Als wir auf der ersten Sandbank strandeten, war uns das Glück beschieden: Eine Gruppe Kinder spielte gerade im seichten Wasser und nutzte die Gelegenheit, sich auf ein freundliches Wort unseres Ruderers hin eine Münze Taschengeld zu verdienen. Mit vereinten Kräften und unter Zuhilfenahme der Staken bekamen wir das Boot wieder frei; in der glühenden Mittagssonne den Fluß Suriname hinauf und tief in den grünen Dschungel hinein.
Rund hundert Kilometer südlich des Dorfs Brownsweg endet am westlichen Ufer des großen Brokopondo-Sees die letzte asphaltierte Straße in den waldreichen Süden Surinames. Wer tiefer ins Land vorstoßen möchte, bedarf auch heute noch eines Kanus. Rund 93 Prozent der Fläche Surinames bestehen aus Regenwald. „Das waldreichste Land der Welt“, so wurde uns das abgeschiedene Land im Norden Südamerikas schon am Flughafen angepriesen.
Nachts stoßen wir im Dschungel auf gewaltige Spinnen und hochgiftige Schlangen.

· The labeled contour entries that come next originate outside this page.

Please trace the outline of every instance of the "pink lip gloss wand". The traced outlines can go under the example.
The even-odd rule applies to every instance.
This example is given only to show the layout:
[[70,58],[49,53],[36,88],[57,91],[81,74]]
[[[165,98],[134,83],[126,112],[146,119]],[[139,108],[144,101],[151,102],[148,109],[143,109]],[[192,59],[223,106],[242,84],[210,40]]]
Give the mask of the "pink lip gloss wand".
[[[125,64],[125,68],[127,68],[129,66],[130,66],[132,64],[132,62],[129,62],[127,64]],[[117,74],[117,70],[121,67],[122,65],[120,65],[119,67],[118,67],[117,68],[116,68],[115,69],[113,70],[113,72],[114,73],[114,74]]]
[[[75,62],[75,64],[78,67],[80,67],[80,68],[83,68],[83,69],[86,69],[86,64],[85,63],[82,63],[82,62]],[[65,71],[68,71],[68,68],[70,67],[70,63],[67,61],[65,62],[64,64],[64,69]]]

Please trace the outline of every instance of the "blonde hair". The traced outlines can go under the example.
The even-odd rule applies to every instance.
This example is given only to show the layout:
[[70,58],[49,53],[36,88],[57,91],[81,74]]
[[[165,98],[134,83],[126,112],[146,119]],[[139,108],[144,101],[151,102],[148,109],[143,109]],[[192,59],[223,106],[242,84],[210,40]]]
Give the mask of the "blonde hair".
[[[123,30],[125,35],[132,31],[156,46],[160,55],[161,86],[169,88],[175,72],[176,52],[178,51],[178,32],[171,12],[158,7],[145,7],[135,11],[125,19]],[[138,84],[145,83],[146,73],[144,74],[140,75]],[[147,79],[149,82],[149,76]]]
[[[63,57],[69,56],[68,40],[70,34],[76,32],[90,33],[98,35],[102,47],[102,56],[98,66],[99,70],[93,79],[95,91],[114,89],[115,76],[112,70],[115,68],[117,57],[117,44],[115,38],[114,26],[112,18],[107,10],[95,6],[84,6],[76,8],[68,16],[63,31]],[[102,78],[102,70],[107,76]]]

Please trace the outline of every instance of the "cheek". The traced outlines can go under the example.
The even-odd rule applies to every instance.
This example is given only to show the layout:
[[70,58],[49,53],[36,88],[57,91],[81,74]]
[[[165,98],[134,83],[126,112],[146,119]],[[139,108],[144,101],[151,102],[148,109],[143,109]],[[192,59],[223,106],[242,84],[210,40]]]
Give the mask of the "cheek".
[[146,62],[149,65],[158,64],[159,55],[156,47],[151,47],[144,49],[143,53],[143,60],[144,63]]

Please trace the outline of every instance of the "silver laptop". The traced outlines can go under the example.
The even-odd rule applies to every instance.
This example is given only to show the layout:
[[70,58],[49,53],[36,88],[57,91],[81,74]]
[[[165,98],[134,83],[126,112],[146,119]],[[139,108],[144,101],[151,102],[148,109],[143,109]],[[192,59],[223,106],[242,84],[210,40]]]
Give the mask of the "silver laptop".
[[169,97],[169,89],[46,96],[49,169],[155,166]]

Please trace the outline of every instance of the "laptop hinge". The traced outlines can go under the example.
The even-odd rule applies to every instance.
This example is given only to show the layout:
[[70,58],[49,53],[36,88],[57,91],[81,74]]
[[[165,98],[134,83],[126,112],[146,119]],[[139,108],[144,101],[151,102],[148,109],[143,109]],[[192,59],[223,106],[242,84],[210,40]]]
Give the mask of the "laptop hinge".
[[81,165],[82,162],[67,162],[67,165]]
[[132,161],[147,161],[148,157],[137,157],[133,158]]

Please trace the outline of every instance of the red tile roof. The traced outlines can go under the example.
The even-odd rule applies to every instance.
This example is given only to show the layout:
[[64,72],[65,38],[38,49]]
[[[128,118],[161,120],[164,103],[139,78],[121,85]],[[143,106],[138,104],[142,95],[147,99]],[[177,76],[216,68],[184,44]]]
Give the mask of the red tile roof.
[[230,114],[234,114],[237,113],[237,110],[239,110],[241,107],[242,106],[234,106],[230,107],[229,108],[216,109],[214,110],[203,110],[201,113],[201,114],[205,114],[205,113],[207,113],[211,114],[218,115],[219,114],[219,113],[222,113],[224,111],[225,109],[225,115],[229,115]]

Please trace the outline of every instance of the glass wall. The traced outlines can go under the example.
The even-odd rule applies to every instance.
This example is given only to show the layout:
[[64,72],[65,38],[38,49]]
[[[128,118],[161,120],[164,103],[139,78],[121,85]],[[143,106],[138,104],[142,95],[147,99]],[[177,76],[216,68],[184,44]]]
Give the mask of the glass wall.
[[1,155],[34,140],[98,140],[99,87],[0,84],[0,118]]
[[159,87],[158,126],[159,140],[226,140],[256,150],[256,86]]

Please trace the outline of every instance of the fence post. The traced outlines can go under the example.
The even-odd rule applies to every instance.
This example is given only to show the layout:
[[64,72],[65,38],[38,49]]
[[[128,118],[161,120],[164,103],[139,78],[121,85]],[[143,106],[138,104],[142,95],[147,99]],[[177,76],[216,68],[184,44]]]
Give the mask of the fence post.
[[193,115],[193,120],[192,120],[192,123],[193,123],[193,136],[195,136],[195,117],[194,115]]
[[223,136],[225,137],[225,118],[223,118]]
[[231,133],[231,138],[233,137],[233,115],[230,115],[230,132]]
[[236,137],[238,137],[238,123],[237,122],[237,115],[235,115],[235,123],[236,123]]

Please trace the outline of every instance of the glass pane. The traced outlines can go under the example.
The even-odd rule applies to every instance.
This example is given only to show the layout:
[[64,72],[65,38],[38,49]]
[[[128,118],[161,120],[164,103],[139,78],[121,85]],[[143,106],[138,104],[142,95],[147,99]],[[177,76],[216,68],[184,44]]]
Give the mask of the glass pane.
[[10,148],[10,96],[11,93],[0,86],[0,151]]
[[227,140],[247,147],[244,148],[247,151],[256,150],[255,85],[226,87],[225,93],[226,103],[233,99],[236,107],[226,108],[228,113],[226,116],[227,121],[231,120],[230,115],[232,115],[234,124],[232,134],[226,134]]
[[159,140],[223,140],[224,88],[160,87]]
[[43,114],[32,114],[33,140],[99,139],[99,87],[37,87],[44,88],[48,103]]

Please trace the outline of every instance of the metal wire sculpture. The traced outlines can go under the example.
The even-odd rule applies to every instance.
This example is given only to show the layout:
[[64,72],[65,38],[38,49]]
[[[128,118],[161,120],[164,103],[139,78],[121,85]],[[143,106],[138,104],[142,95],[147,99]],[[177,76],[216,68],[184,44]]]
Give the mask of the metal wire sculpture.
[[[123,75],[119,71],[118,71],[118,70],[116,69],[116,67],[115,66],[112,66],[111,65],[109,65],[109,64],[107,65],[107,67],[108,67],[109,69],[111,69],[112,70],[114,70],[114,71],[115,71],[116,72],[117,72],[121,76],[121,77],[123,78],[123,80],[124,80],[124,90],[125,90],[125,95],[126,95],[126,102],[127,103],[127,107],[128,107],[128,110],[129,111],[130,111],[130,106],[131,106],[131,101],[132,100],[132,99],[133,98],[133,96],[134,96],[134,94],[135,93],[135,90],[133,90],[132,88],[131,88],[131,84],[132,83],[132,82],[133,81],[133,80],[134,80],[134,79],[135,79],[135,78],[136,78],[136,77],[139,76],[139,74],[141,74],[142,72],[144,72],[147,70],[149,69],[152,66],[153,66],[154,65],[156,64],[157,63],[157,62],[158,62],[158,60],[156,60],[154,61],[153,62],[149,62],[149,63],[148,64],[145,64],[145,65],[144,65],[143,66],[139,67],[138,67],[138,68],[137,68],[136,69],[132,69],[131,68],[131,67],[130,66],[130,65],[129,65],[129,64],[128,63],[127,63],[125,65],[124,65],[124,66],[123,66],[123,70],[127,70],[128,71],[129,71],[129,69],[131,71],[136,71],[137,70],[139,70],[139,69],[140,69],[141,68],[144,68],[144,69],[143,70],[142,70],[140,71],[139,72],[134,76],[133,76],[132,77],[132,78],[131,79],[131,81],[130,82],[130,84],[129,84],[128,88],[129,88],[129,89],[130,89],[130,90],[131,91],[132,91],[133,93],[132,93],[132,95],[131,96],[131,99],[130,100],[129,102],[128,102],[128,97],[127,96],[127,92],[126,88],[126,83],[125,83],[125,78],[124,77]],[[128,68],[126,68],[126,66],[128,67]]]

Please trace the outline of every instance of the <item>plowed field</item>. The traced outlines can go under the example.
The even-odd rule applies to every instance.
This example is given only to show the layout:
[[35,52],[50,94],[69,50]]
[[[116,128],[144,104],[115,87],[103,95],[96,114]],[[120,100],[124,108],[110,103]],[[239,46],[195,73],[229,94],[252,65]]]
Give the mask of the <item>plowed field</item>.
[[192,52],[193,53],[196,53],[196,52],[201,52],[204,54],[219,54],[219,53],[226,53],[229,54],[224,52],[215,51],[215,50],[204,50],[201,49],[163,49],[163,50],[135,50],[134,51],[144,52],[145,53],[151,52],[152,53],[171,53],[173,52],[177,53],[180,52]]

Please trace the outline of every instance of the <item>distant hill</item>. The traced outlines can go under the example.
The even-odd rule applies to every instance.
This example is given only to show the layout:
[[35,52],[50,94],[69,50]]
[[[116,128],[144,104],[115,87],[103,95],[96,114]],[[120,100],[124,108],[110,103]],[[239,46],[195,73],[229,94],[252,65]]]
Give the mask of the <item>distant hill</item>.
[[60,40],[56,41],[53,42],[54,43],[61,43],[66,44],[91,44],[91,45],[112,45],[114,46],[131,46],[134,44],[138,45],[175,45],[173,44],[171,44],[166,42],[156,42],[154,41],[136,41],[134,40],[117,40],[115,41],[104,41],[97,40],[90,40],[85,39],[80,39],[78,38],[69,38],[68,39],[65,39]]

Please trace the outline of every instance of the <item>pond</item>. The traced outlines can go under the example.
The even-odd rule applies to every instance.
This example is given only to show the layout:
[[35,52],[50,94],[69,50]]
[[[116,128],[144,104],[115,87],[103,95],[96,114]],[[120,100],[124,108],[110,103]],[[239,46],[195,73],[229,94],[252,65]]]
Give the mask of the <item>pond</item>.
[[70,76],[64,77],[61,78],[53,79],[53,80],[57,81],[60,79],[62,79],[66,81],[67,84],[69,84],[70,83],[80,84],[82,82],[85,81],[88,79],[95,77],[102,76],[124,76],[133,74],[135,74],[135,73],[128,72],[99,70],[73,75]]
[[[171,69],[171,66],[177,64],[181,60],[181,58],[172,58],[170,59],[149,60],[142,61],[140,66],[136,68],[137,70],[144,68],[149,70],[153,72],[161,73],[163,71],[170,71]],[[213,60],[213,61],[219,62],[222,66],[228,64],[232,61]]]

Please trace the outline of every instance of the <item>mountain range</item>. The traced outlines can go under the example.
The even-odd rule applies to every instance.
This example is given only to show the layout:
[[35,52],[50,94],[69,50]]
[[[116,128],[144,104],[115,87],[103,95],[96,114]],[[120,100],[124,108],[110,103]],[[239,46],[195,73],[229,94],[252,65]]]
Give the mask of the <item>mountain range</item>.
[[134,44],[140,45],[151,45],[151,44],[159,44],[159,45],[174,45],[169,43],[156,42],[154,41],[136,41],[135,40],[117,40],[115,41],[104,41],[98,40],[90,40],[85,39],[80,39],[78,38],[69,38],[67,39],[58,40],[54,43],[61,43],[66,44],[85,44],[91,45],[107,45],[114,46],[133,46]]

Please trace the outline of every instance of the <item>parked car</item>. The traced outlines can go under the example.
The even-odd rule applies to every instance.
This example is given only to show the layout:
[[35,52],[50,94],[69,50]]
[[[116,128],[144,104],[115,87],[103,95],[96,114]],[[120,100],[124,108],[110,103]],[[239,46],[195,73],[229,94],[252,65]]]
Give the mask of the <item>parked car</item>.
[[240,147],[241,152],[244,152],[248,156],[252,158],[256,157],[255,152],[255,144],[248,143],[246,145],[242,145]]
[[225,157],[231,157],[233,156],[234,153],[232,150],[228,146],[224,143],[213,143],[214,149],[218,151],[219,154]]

Die Ufer des gleichnamigen Suriname-Flusses sind die Heimat der Maroons, der Nachkommen schwarzafrikanischer Sklaven, denen vor Jahrhunderten die Flucht aus den Plantagen im Norden gelang. In den undurchdringlichen tropischen Wäldern haben sie ihr neues Zuhause gefunden. Doch „Maroon“ ist eine Fremdbezeichnung und bedeutet „entlaufenes Vieh“; sie selbst nennen sich die Saramaccaner. Zur Regenzeit ab Dezember steht der Fluß drei Meter höher. Etwas früher eingetroffen, mühen wir uns in Zentimeterarbeit zwischen schroffen Klippen hindurch, bis wir unser Ziel erreichen: Eine gepflegte kleine Siedlung spartanisch eingerichteter Holzhütten. Eine Kirche, eine Grundschule, einen Topf schmackhaften Cassavawurzelbrei zum Abend. Ananas, Papaya und Cashewnüsse wachsen in den Gärten, Hühner gackern hinter Zäunen.
Meine Begleiterin und ich nutzen die Gelegenheit zu einem Bad im brühwarmen Fluß. Zwei alte schwarze Frauen, nur mit einem knappen Tuch vor der Sonne geschützt, schuppen Fische am Uferstrand. Mit weit ausgebreiteten Armen wollen wir wissen, welche Riesenbarsche sich in den Fluten tummeln. Die Frauen lachen und antworten im feinsten Holländisch: „Nee, niet zo groot.“
Nachts wagen wir uns in den Dschungel hinein. Wohin wir auch leuchten, reflektieren Tausende grüne und orangene Augen unser Licht: gewaltige Spinnen, hochgiftige Schlangen, ein Kaiman, der aus der Entengrütze seines Tümpels lugte. Und sowieso Myriaden dankbarer Moskitos. Jedes Tier hat im Urwald seine Stunde. Auf die Zikaden folgen im Morgengrauen die Frösche, dann die Papageien. Der Tag gehört den Brüllaffen. Und unserem Kanufahrer, der uns tiefer ins Land bringen wollte. Zum Abschied freuten sich die Kinder über einen echten Dresdner Christstollen. Auch tief im Regenwald ist Weihnachten eines der schönsten Feste.